Sunday, February 23, 2003

It is snowing (predicted: 20cm), I have all my lessons planned for the week, and Mr. Ishizone wants to take me out for expensive sushi! It can't possibly be a Monday.

Mr. Ishizone, the aforementioned old-school, good humored but pain in the butt new teacher on the block, is bugging me more and less each day. We have come to something of a truce in the classroom. It only took him three weeks to realize that he was way too busy with his non-team teaching classes to continue trying to take over ours. One day, after approaching cautiously with lesson plan in hand, he simply sighed and asked me to just "do my thing" (translated & paraphrased) because he didn't want to die of stress. So now I am back off the benches and have returned to the front of the class (to the relief of the students, which in itself is a compliment). He still likes to assert control and his age by interrupting me at any given point during class. Typical: Me, explaining the directions to an acti...Mr.Ishizone: "Wait! One moment, pureeze. (to class in Japanese:) Did you hear that? Did you hear how she said 'a pen'? She said 'ay pen' not 'aaah pen'. She speaks English very, very well. Listen to her say it again' (to me in English:) Sha-man, pureeze again!". After one round of this a couple of weeks ago, I let my sarcastic side take the upper hand and grinned at the class while saying very, very slowly and enunciating very, clearly "I can speak English!". They loved it. Ah yes, the games we play.

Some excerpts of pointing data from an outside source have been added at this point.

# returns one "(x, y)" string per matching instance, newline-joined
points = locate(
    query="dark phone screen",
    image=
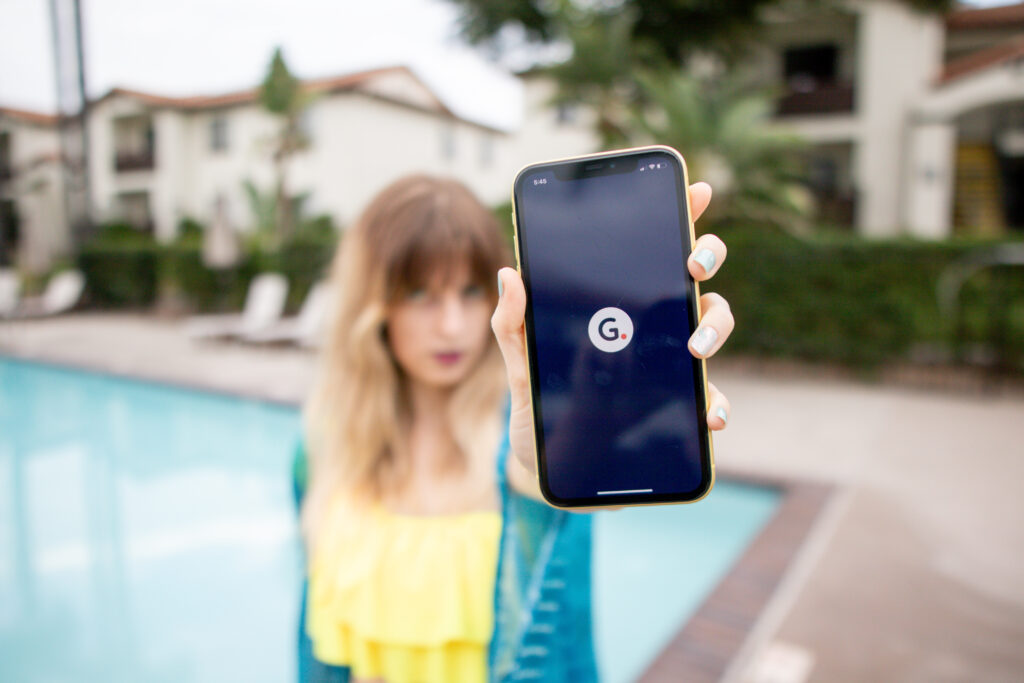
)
(609, 307)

Anyhow... outside of class he is just your typical mumbling Japanese grandpa. He doesn't drive so he has to walk to and from the train station every day (on both ends of the commute). He teaches English on the weekends and it seems perhaps the weekday evenings, too so he is ALWAYS exhausted, stressed and running WAY behind schedule. Yet he is always laughing at himself. I think that's why he hasn't driven me completely nuts (that and the fact that I only have to teach with him 5 times a week...). He is always laughing and sighing about how tired, behind, sick, busy, etc. he is. In addition to this, he continuously can be overheard coaching students in math and other subjects. He likes to invite them out to dinner (in groups) for academic extras and practice. I don't know how he does it. The students don't really like him a lot, particularly since he replaced a terrific, user-friendly, young, female teacher who was much easier to understand in both languages. But he keeps puttering through day after day. No one really knows if he will be here again when the new year starts (I bet you can guess how I feel about it), so if he holds to his promise to take me out to sushi, I will definitely go.